Dmitriy, I tried the dd command you recommended to recreate the problem, but GFS did not fail. We can see the problem and we're researching the best way to fix it. IMHO, there is not a "good" way to fix it because of the lock ordering required by GFS. So we are trying to find a viable alternative that will make it work properly. By the way, GFS2 does not have this problem.
>We can see the problem and we're researching the best way to fix it. As a temporary solution gfs_writei() may be used for all cases.
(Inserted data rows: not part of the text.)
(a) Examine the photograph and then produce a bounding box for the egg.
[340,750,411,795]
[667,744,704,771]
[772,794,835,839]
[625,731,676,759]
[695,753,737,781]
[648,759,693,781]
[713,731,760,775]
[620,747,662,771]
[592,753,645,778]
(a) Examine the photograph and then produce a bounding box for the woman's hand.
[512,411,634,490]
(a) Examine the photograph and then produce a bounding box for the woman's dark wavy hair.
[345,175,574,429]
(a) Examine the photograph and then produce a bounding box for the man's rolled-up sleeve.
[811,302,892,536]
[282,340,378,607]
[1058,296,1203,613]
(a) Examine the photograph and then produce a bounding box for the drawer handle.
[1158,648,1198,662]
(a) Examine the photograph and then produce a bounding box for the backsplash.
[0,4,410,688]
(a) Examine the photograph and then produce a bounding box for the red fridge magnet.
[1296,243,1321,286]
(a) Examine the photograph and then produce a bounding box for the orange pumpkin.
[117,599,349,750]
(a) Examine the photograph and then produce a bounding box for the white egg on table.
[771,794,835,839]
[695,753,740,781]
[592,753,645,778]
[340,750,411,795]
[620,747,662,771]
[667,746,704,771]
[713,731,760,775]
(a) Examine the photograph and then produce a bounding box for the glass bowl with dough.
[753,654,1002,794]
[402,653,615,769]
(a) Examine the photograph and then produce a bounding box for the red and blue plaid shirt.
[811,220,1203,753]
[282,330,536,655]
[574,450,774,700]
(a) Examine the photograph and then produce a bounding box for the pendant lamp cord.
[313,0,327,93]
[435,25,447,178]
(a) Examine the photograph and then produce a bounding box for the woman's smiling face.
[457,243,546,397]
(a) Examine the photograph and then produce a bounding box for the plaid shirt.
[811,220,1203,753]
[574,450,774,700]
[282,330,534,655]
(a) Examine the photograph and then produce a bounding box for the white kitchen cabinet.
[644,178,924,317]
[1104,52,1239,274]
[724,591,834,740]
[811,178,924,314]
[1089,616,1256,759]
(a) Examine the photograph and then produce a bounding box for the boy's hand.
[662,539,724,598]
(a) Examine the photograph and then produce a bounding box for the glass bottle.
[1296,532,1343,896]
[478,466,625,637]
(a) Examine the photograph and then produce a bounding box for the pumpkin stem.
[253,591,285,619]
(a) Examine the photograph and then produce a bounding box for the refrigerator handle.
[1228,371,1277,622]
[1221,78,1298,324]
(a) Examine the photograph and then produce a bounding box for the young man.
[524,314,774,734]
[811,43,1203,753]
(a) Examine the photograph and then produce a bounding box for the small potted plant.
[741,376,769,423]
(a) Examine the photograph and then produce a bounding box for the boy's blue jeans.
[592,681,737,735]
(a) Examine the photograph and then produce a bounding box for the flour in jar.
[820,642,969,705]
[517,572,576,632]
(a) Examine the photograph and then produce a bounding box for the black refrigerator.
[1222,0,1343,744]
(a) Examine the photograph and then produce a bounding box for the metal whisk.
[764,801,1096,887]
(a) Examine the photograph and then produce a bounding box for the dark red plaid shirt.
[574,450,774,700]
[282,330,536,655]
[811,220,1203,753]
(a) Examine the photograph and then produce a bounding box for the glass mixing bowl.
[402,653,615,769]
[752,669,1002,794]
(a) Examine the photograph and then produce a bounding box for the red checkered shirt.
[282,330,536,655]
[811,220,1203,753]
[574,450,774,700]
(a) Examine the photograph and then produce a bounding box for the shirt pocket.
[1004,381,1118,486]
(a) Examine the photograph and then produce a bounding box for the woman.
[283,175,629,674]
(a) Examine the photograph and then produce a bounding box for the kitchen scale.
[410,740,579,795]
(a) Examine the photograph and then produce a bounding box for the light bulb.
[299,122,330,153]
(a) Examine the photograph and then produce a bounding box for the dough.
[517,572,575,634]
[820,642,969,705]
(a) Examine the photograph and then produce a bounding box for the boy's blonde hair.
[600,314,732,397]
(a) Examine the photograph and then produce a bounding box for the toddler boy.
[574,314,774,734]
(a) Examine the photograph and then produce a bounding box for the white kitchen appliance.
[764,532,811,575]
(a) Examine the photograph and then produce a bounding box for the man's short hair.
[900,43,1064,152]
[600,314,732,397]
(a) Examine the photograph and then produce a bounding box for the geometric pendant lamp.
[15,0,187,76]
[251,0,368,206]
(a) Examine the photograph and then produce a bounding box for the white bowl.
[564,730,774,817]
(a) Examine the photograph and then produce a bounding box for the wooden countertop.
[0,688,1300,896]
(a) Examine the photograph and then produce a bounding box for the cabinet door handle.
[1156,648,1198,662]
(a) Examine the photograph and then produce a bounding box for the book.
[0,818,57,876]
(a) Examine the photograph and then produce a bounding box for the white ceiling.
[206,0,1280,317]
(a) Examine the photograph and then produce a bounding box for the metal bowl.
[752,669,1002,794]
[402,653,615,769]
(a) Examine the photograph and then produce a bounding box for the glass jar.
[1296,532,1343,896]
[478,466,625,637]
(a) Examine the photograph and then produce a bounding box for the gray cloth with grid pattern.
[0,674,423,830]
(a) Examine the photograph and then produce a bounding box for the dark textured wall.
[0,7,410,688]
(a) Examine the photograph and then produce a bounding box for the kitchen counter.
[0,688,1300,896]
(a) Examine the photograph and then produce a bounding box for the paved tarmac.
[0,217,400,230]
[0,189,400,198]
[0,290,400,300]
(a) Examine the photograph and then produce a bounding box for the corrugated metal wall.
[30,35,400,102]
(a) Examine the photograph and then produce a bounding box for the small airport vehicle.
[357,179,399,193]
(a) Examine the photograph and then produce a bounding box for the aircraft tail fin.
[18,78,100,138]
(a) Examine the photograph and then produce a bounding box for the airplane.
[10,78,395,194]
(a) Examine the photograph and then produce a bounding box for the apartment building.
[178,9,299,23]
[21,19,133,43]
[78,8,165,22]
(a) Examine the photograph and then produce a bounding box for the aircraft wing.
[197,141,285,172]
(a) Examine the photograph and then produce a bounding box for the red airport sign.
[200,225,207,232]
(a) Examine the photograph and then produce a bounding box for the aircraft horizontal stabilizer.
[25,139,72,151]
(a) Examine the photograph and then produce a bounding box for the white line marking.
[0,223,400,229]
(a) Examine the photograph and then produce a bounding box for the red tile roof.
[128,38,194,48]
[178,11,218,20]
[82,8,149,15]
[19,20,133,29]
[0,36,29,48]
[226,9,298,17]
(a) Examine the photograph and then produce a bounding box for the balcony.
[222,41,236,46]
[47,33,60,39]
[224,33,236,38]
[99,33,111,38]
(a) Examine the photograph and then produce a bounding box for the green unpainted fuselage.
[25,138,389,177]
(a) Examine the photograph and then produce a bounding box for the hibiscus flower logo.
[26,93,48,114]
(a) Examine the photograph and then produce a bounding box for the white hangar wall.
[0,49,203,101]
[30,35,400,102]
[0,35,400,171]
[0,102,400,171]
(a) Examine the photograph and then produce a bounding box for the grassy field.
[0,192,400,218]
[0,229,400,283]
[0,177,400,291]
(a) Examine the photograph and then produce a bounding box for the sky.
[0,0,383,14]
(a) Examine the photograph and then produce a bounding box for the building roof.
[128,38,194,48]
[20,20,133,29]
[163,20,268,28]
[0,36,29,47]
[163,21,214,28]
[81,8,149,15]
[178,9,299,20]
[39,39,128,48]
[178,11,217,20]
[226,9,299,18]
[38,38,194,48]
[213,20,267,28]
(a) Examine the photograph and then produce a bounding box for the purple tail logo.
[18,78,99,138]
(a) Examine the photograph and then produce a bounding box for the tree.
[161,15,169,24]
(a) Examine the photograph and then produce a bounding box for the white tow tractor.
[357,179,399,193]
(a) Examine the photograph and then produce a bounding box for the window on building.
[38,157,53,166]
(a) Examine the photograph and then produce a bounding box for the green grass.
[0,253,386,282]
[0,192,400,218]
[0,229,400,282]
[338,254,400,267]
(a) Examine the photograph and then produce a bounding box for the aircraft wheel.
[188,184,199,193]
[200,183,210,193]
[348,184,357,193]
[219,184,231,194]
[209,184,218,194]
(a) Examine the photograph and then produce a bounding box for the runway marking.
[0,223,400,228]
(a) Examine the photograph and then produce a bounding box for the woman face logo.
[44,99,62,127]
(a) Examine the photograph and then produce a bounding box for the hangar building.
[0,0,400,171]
For example following trivial patch has fixed my issue, but with significant performance drawback, because gfs_writei() optimized for journaled mode. --- ./fs/gfs/ops_file.c~orig 2008-02-08 08:48:19.000000000 +0300 +++ ./fs/gfs/ops_file.c 2008-02-08 08:49:07.000000000 +0300 @@ -851,7 +851,7 @@ do_do_write_buf(struct file *file, char brelse(dibh); } - if (journaled || + if (1 || journaled || /* always use this branch */ (gfs_is_stuffed(ip) && !test_bit(GIF_PAGED, &ip->i_flags) && *offset + size <= sdp->sd_sb.sb_bsize - sizeof(struct gfs_dinode))) { >By the way, GFS2 does no thave this problem Yes, i do know about this, but unfortunately IMHO currently GFS2 is not ready for production.
No one has complained about this problem and no one has been able to recreate it for a very long time. Changing the code to fix it would only put customers at risk. If the problem is recreatable, we can re-address the issue at that time. I'm closing as WONTFIX.